In the real (as opposed to Mr. Kiš’ fictional) Auschwitz most women prisoners stopped menstruating as a result of starvation.
After the escape [SPOILER ALERT!] Marija finds shelter in a location Mr. Kiš describes as 500 kilometers from Berlin. According to the translator in the original Serbo-Croatian Mr. Kiš wrote 500 kilometers northwest of Berlin, placing her in the middle of the North Sea. Five hundred kilometers southeast of Berlin would be in the vicinity of Kracow, Poland; perhaps Mr. Kiš was thinking southeast but absentmindedly wrote northwest.
In one of Marija’s flashbacks she is in Novi Sad in northeast Yugoslavia shortly after the German invasion when her parents explain her racial identity (three of her four grandparents are Jewish) to their 14-year-old daughter and why she can no longer travel by streetcars from which Jews are forbidden.
In another flashback six or seven months later Novi Sad’s Jews are rounded up, marched to the shore of the frozen Danube, and a selection is made separating those who are physically fit enough to work from those who are not.
The fit ones are to be deported to concentration camps but not before they witness the less fortunate ones being shot and mutilated so that their body parts can be pushed under the ice. Mr. Kiš witnessed such a massacre at age seven in the winter of 1942.

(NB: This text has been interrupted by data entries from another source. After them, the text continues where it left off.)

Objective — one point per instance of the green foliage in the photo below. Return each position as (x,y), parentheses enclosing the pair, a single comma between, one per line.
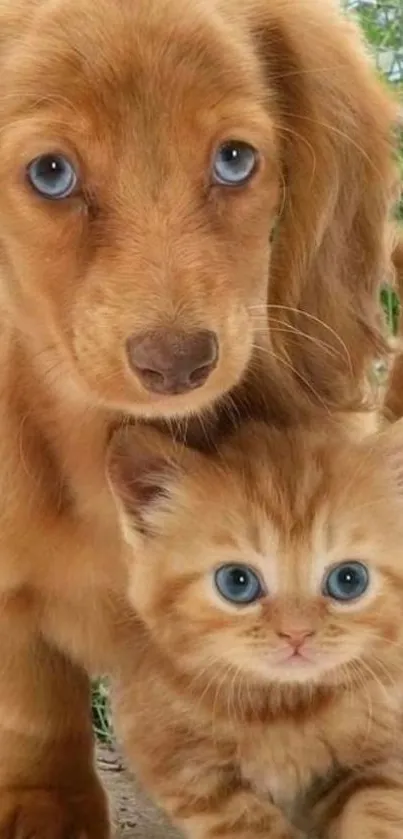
(101,711)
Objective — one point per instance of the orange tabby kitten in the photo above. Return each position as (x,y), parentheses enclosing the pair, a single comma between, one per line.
(265,695)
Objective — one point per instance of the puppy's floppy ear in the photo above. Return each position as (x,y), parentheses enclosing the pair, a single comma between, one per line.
(331,250)
(142,466)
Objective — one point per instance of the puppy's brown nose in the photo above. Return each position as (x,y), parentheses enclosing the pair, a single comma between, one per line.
(173,362)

In a post-war epilogue, American visitors to Auschwitz are favorably contrasted with West German visitors whose behavior and reactions are inappropriate and show no signs of remorse or lessons learned.
Mr. Kiš wrote Psalm 44 in 1960 at age 25 in less than a month to meet the Association of Jewish Communities in Yugoslavia’s literary contest deadline, and its shortcomings are attributable to his inexperience and the speed of its composition.

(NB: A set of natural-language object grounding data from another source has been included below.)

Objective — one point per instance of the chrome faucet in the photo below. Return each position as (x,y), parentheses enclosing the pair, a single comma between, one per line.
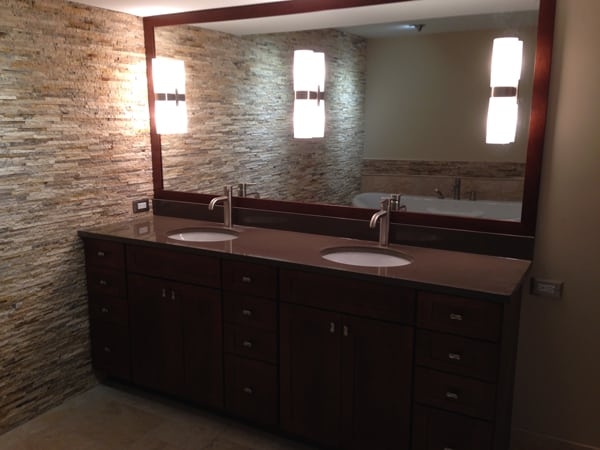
(456,189)
(243,190)
(383,216)
(227,210)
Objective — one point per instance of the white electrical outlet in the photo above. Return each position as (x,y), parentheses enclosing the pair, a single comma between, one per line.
(141,205)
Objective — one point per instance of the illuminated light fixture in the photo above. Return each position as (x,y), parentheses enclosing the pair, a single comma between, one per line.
(507,57)
(170,111)
(309,102)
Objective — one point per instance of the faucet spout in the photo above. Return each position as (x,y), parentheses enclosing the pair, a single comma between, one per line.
(383,217)
(227,209)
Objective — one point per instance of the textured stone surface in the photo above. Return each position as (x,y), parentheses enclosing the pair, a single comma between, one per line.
(240,98)
(488,180)
(74,152)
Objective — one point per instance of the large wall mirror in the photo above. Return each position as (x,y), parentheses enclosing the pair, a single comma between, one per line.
(406,95)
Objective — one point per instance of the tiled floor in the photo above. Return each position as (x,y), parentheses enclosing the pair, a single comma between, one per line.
(113,418)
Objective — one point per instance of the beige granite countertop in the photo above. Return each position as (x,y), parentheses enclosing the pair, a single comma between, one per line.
(495,277)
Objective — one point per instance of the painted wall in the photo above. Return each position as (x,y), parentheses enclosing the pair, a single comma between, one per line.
(74,152)
(558,371)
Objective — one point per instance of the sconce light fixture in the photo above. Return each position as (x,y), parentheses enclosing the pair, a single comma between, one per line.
(309,103)
(170,111)
(507,57)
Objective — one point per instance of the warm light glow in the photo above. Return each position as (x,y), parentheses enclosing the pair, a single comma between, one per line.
(502,120)
(170,111)
(507,56)
(309,82)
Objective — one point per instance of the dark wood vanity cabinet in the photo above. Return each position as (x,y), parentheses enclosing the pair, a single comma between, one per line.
(339,360)
(346,380)
(251,341)
(109,311)
(176,323)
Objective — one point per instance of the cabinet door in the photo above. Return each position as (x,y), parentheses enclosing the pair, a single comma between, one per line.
(156,334)
(203,344)
(377,384)
(310,374)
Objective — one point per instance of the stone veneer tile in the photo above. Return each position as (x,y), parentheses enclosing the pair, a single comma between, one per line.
(74,152)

He got the idea for Psalm 44 from a newspaper human interest story about a visit to Auschwitz by a married couple who were former prisoners and their child who was born in the camp.

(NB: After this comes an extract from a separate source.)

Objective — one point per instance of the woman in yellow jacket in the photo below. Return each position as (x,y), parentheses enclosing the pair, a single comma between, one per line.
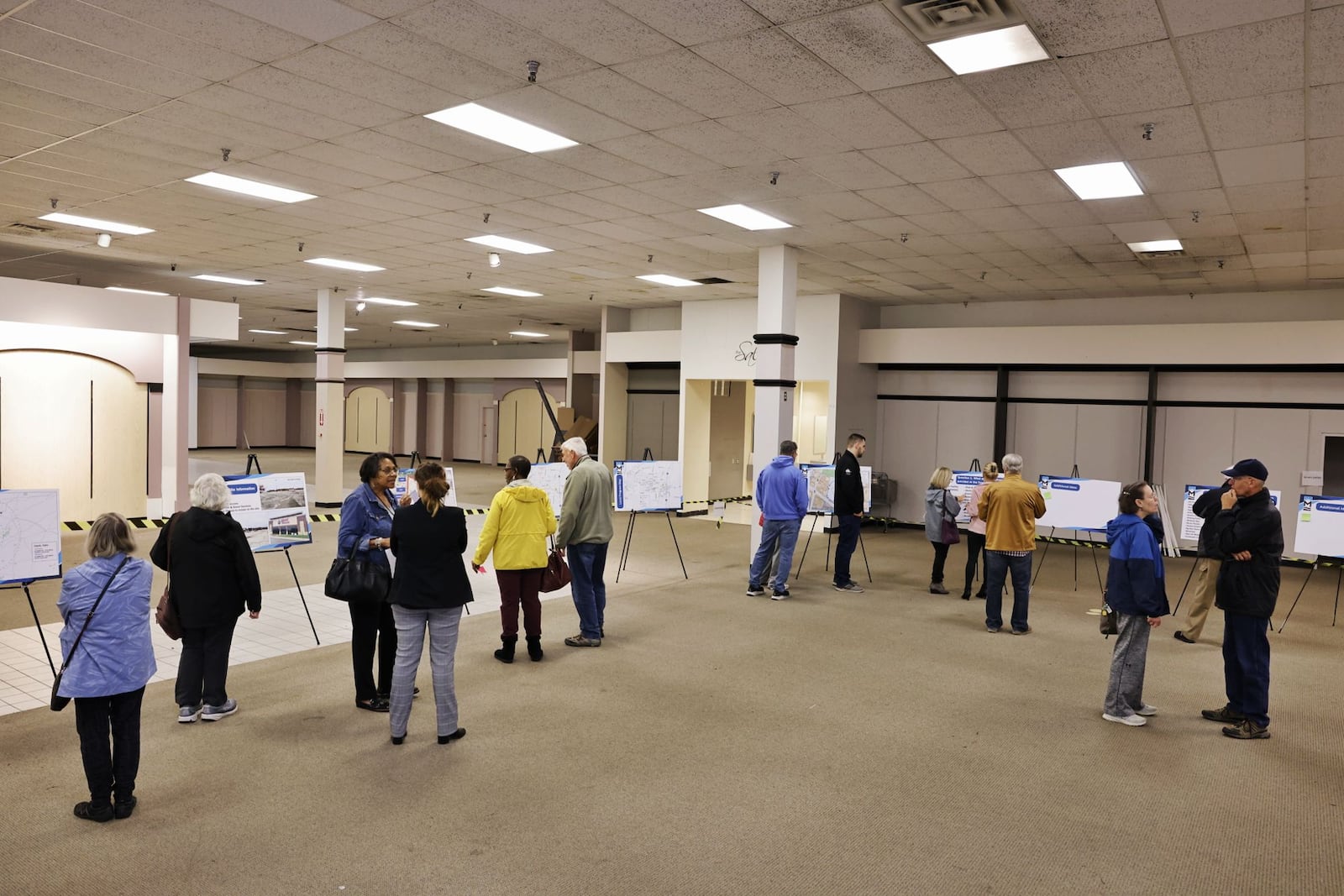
(519,520)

That he was able to place his characters in ethically complex situations while maintaining his own moral and intellectual integrity in prose that rewards rereading is impressive; the judges agreed, and winning that contest launched his writing career.
Mr. Kiš was first introduced to Anglophone readers in the 1970s when his novel-like book of linked short stories A Tomb for Boris Davidovich was included in the series Writers from the Other Europe edited by Philip Roth.
Psalm 44 and The Attic—(also reviewed in New York Journal of Books), Mr. Kiš’ first novel the writing of which he interrupted to write Psalm 44—are now being published in English translation for the first time simultaneously with The Lute and the Scars (also reviewed in New York Journal of Books), a collection of Mr. Kiš’ short stories written in the early to mid-1980s. Mr. Kiš died of lung cancer at age 54 in 1989.
Psalm 44 is recommended to readers willing to overlook its factual flaws to find its compelling truths and to admirers of Mr. Kiš’ writing who want to read his early work.
This edition includes a preface by Aleksander Hemon and an afterword by translator John K. Cox—both of whose insights inform this review. Mr. Hemon’s insights are embedded in a strident rant about the distinction between general fiction and literature readers may prefer to skip.